Così aveva inizio il rito liberatorio dal sortilegio del Giglio intrallazzatore sull’asse Firenze-Rignano, e già i primi effetti iniziavano a manifestarsi nello sconnesso politichese dell’antico funzionario piccista di Campogalliano, cresciuto alla scuola secondo cui “più si parla, meno si deve dire”; l’apoteosi del banal grande: “la nostra storia” (quale?), “derive populiste, sovraniste” (cioè?), “è il momento di esserci, di impegnarsi, di partecipare” (“ei fu, siccome immobile, dato il mortal sospiro, stette la spoglia immemore, orba di tanto spiro”: in quanto a reiterazioni enfatiche Manzoni batte Bonaccini 5 a 3), “mettere insieme culture progressiste, riformiste” (ossia aria fritta). A che pro? Una fantomatica “energia popolare”, sopravvissuta in qualche anfratto del Pd, che il luogo comune burocratico del blairiano al lambrusco soffocherebbe immediatamente.

Che probabilmente vincerà, anche grazie al confusionismo mentale imperante. Per cui lo ieratico (?) Michele Emiliano appoggia alla segreteria del Pd il collega emiliano perché vuol contrastare i progetti sull’autonomia differenziata a danno del Sud, che il suo candidato segretario promuoveva insieme ai leghisti già nel 2018.

Sicché il tentativo lettiano di rifondare il partito dopo averlo affondato, attraverso il rito iniziatico congressuale e l’individuazione di maschere adatte a nascondere la faccia priva di lineamenti del Partito Democratico, si sta rivelando rapidamente fallimentare. Nonostante le lunghe sedute davanti allo specchio del tenero Enrico per assumere lo sguardo della tigre (forse crede di essere in un sequel di Rocky).

Infatti troppo numerosi erano i renziani alla Bonaccini lasciati in stato di animazione sospesa negli organigrammi di partito da quello stesso rottamatore che ne stava fondando un altro. Ora richiamati alla missione di impadronirsi delle spoglie piddine dalla Maga Magò Pina Picierno, in team con il governatore dell’Emilia Romagna in procinto di spiccare il volo. Mentre il partito da conquistare è in caduta libera.

Quali contromisure per salvare almeno l’aggettivo “democratico” nel momento storico in cui il mondo va verso l’oligarchia plutocratica, buona parte dell’Europa scivola a Est nella democratura (la democrazia ridotta a guscio vuoto rituale) e l’Italia sperimenta l’americanizzazione (berlusconizzazione) di una destra che si vorrebbe sociale, mentre si rivela capace soltanto di allestire campagne elettorali permanenti (e alla faccia dei poveracci)?

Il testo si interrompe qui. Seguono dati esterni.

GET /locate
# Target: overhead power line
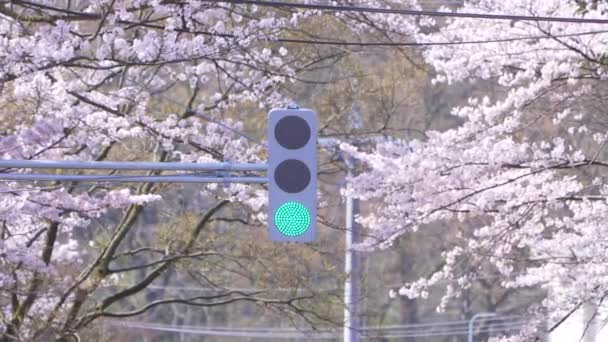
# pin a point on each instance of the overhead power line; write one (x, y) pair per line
(281, 333)
(422, 44)
(337, 8)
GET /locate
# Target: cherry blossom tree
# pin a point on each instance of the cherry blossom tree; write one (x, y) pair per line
(108, 80)
(525, 169)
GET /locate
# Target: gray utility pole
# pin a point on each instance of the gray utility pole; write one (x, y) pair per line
(206, 172)
(351, 266)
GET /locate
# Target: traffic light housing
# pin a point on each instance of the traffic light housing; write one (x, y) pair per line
(292, 174)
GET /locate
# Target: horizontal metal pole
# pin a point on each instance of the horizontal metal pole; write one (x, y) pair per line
(118, 165)
(129, 179)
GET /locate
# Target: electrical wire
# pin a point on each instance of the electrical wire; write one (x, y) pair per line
(337, 8)
(186, 178)
(424, 44)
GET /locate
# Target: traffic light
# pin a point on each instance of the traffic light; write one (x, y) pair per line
(292, 174)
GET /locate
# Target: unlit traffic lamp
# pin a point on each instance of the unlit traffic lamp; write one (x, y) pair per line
(292, 174)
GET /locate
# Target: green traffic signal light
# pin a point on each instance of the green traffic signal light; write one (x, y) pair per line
(292, 219)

La simpatica Elly Schlein può essere la ciambella di salvataggio per quel che rimane (se rimane) di un capitale di lotte per un Paese più laico e più giusto? Soprattutto ora che dilagano la retorica patriottarda, che Samuel Johnson stigmatizzava come “l’ultimo rifugio delle canaglie”, e il mito nazionalista che all’inizio del Novecento servì per spedire al fronte milioni di giovani proletari che non fecero più ritorno.

Spiace dirlo, ma l’impresa sembra improba per una sessantottina di ritorno, vero corpo estraneo anche rispetto a una base elettorale di conservatori di sinistra, e comunque espressione di una Nuova Sinistra radicale post-comunista ormai obsoleta da decenni (e innumerevoli sbandate intellettuali. Vedi la sostituzione della classe con la categoria consumo). Mentre l’altro alfiere di un’ipotesi di Pd a sinistra – Gianni Cuperlo – ha l’appeal di una minestra riscaldata con tendenza al rancido, stanti le frequentazioni ormai ultradecennali con professional senz’anima e riflessi condizionati carrieristici tipo Andrea Orlando o Dario Franceschini. Della renziana pentita Paola De Micheli, il cui profilo politico ha la nitidezza di un nebbione nella sua Piacenza, non vale parlarne.

Dunque? Si prenda atto con Luciano Canfora che ormai il Pd fa parte di quel “partito unico articolato” che regna senza contrappesi e pure senza popolo. E pensare di recuperarlo trasformandolo in qualcosa di diverso può risultare illusorio: “una forma di assetto politico non resta democratica anche quando il demo se n’è andato”.